It’s anticipated that Portugal will finish this year with exports in excess of 40% of GDP. This would be the first time this has been achieved since before the end of World War II in 1943. In spite of these positive predictions, the Portuguese government is hoping to increase exports until they reach 70% or even 80% of GDP.
The Portuguese economy minister Alvaro Santos Periera, feels that the key areas of investment have been ignored in the past, and that more efforts should be concentrated on sectors such as mining and agriculture. The agricultural minister is due to open the first-ever Portugal-Mozambique food forum this month. The minister is hoping to increase Portuguese exports to Mozambique, although exports to this country increased by 33% last year.
At the same time the Portuguese economy minister is aiming to be in the top 10 business friendly countries. It’s hoped Portugal will become less bureaucratic, and it’s aiming to emulate the British coalition government’s policy of ensuring every time a new regulation is introduced, another older one is eliminated.

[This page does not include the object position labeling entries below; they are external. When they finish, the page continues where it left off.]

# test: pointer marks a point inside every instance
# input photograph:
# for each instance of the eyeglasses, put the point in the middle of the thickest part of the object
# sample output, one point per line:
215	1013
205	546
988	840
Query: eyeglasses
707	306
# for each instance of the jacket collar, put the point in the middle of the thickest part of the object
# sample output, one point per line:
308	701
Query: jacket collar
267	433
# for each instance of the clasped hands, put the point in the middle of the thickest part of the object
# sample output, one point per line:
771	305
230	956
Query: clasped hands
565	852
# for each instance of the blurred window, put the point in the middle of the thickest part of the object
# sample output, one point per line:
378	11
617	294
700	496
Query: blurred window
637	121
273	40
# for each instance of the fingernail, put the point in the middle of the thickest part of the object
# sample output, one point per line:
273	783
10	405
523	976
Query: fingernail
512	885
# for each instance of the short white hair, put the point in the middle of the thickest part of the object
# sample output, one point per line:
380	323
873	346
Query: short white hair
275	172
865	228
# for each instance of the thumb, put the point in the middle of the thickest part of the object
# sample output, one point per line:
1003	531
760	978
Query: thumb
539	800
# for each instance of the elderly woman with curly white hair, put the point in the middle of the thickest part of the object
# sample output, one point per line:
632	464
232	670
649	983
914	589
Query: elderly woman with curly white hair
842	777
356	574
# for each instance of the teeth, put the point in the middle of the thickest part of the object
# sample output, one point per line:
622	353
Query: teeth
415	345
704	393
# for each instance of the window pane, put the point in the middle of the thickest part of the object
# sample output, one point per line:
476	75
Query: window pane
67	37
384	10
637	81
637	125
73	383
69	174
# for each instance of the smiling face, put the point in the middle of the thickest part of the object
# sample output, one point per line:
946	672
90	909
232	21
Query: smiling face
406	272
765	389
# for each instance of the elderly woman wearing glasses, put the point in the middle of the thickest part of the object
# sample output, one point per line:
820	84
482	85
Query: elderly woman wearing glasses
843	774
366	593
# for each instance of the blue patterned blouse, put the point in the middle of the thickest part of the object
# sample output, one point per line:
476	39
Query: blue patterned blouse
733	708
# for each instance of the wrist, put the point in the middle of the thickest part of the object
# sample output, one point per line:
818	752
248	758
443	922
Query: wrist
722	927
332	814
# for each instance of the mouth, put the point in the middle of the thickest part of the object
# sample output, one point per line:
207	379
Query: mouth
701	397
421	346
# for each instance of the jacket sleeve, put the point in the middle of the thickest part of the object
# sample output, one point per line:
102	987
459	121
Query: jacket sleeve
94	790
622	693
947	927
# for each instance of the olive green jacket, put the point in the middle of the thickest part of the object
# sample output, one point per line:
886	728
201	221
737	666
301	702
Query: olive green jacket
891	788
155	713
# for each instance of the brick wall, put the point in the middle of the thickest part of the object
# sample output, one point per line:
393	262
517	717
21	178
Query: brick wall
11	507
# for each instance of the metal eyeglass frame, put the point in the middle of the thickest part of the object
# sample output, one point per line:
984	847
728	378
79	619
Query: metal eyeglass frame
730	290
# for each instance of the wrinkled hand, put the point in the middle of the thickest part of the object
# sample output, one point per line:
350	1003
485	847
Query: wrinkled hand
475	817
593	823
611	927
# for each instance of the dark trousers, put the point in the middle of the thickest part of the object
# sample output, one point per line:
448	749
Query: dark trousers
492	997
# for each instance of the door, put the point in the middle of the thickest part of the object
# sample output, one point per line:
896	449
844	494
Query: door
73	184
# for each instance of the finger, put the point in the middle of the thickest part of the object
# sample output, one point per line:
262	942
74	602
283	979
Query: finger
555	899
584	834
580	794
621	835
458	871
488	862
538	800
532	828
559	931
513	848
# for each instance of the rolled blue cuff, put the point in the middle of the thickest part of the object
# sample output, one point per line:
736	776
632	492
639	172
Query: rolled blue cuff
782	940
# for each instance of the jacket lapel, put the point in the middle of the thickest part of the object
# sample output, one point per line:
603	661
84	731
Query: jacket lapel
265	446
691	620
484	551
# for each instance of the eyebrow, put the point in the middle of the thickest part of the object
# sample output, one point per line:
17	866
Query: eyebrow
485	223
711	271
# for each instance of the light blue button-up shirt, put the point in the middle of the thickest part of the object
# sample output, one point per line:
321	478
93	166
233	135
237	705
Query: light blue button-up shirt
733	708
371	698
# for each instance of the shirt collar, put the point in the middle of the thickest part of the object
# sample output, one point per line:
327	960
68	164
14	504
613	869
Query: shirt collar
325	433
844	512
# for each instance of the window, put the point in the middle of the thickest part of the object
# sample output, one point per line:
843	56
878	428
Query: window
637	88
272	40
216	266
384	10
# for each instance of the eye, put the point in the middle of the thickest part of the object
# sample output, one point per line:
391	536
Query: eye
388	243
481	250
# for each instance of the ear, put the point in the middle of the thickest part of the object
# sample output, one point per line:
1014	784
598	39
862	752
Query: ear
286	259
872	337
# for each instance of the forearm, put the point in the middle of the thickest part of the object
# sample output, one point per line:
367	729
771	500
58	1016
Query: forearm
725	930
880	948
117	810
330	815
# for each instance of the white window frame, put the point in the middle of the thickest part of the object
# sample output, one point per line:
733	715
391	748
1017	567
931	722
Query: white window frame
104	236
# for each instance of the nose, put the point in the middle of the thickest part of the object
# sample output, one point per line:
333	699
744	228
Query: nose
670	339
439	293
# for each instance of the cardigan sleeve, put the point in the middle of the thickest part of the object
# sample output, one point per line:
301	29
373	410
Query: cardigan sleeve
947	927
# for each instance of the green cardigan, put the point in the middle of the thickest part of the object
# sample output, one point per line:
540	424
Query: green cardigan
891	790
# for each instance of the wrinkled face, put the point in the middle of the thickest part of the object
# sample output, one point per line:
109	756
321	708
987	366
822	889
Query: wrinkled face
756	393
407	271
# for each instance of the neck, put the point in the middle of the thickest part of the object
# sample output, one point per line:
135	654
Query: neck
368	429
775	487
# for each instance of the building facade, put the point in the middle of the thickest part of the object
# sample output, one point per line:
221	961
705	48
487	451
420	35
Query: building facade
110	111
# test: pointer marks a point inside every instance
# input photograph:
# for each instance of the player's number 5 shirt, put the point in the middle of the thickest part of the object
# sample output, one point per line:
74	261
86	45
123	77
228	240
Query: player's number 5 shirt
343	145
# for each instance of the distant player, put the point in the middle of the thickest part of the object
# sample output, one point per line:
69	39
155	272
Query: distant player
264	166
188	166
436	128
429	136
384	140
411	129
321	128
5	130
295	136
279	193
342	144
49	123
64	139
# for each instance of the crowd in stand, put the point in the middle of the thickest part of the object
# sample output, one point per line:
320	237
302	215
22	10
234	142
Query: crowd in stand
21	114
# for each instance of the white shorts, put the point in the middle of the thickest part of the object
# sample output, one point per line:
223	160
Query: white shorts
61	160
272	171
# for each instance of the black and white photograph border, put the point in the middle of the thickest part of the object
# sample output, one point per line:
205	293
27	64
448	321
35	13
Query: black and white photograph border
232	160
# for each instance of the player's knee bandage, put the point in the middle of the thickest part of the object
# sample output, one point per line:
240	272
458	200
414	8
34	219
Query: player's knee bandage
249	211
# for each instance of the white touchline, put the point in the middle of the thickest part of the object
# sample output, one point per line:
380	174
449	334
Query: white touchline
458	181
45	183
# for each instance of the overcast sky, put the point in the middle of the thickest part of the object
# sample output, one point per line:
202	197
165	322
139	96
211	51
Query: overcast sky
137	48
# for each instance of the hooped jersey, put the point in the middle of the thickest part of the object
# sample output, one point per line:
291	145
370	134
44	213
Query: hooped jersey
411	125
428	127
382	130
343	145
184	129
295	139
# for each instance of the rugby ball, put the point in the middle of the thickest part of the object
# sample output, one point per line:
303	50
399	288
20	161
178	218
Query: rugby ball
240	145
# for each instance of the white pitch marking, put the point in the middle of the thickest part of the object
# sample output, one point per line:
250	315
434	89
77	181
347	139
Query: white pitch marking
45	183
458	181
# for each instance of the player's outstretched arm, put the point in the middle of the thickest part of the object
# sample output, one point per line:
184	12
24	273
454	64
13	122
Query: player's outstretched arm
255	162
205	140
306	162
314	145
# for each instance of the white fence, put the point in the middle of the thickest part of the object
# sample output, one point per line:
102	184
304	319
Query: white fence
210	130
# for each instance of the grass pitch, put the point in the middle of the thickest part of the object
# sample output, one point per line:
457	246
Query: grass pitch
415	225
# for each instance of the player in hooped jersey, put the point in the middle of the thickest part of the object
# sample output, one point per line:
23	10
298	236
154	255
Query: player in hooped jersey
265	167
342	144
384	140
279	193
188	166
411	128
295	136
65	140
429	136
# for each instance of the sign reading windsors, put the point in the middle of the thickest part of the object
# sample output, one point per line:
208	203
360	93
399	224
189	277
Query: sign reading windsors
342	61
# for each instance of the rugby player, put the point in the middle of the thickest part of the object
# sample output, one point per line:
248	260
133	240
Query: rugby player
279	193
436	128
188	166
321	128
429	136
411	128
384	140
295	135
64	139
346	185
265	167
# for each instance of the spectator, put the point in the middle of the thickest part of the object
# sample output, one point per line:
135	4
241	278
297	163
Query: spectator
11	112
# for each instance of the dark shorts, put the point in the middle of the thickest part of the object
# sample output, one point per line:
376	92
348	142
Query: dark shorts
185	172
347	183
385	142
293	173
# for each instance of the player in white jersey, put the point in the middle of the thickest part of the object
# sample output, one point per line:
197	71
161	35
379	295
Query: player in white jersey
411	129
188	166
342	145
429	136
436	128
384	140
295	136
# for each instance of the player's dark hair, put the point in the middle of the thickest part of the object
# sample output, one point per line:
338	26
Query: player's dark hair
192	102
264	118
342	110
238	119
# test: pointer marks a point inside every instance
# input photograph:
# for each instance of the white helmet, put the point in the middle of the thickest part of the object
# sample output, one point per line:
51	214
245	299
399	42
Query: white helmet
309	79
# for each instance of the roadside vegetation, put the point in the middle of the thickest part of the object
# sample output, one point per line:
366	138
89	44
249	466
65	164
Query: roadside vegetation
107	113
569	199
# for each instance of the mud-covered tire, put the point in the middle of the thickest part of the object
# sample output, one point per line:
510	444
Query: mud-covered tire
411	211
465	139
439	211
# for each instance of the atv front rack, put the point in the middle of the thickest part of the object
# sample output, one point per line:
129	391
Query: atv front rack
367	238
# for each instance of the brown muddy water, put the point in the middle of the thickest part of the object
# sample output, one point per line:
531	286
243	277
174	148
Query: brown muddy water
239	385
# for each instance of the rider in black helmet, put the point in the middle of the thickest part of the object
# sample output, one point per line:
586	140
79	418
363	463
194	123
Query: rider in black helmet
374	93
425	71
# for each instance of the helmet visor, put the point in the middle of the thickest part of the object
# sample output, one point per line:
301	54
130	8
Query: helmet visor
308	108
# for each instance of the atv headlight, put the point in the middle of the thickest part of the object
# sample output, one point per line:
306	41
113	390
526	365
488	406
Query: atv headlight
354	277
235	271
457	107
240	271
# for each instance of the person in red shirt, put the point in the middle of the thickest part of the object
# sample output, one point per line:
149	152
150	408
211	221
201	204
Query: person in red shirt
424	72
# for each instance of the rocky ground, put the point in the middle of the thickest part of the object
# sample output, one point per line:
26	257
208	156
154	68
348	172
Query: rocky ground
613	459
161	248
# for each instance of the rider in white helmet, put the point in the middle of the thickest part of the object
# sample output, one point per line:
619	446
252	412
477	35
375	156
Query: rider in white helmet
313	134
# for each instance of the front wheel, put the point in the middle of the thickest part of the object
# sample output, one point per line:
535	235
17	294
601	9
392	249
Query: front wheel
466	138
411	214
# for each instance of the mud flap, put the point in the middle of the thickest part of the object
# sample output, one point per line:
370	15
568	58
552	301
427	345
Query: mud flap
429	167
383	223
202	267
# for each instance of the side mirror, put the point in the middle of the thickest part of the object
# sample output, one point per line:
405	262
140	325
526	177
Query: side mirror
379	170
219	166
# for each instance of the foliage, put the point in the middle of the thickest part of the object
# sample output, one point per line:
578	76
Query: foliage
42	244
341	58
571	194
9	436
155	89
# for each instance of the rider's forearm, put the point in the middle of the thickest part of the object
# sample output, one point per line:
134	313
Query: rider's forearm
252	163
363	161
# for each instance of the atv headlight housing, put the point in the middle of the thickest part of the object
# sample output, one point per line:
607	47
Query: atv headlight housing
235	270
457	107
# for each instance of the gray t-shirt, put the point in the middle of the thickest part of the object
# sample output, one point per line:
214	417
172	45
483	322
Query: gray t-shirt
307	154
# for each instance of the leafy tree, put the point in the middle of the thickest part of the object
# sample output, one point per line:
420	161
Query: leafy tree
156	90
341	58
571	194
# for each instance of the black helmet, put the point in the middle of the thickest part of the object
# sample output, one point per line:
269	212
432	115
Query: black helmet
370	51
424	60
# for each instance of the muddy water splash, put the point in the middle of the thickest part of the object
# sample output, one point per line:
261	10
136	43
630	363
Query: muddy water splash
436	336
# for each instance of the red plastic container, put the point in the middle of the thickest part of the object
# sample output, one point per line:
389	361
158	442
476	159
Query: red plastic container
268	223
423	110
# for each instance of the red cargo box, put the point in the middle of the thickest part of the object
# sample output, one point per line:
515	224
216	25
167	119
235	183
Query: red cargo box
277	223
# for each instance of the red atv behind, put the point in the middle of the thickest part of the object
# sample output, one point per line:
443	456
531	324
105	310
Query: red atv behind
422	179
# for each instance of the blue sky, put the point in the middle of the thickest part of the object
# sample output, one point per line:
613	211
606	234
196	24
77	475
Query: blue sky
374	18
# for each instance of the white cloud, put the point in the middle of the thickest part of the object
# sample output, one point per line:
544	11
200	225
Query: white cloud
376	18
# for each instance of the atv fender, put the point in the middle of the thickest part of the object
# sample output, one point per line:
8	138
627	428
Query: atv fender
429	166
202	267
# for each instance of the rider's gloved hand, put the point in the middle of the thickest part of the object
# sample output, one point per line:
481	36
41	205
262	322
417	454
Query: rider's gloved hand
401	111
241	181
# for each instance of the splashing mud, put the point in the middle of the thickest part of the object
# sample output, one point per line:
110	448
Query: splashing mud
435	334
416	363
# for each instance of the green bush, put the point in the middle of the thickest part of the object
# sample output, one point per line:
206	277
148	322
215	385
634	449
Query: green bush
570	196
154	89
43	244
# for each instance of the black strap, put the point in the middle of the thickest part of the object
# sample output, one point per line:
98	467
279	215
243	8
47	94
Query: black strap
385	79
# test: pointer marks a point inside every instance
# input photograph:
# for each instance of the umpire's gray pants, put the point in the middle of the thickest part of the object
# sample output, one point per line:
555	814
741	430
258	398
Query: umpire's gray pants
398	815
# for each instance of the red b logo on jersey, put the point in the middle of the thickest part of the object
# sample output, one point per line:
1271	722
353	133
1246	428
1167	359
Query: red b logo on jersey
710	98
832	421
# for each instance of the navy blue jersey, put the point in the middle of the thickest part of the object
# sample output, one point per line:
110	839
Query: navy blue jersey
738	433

Portugal’s corporate tax system is already being reviewed to see if it can be made more business friendly. Part of this plan will definitely be to make the country more tourism friendly, but it’s also hoped the mining industry will see significant investment. It’s estimated the value of deposits of iron ore, copper, wolfram and gold are worth between €170 billion and €250 billion. In addition prospecting for gas and oil is ongoing.
For the first time ever Portugal has recorded a positive trade balance during the first eight months of this year, with the overall balance of capital payments and trade turning positive. The central bank in Portugal reported an overall surplus of €751 million and the balance of payments turned positive to the amount of €4 million. This is the first time this figure has been in the black since the Bank of Portugal began collecting data in 1996.
Although the figures slipped back into the red in August with a deficit of €220 million this is minute compared to last year’s deficit of €7.3 billion, and the deficit for 2009 which was €17 billion. According to the bank, exports of services and goods have increased by 6.7% to reach €43.2 billion, giving a non-financial trade surplus of €315 million.
These are important figures as they have shown international partners and markets that the business sector within Portugal has been able to respond to the structural reforms in a positive way. Especially important is the fact that the improvement is due to an increase in exports rather than a drop in imports.
Exports increased by 55.9%, while the drop in imports was 44.9%. During the first eight months of this year Portugal had a negative trade balance worth €5.53 billion which has been offset by a €5.845 billion surplus in the service sector.
One of the products produced in Portugal for export is tomatoes, and the country’s second only to California in production. This year production was in excess of 1.2 million tonnes, and 95% were for export. However the situation next year might be quite different, as reforms in agricultural policies could lead to a 40% decline in the area cultivated due to a reduction in EU funding. If the reform is approved then many producers may feel it is advisable to grow tomatoes in the future. The business is estimated to be worth around €250 million annually.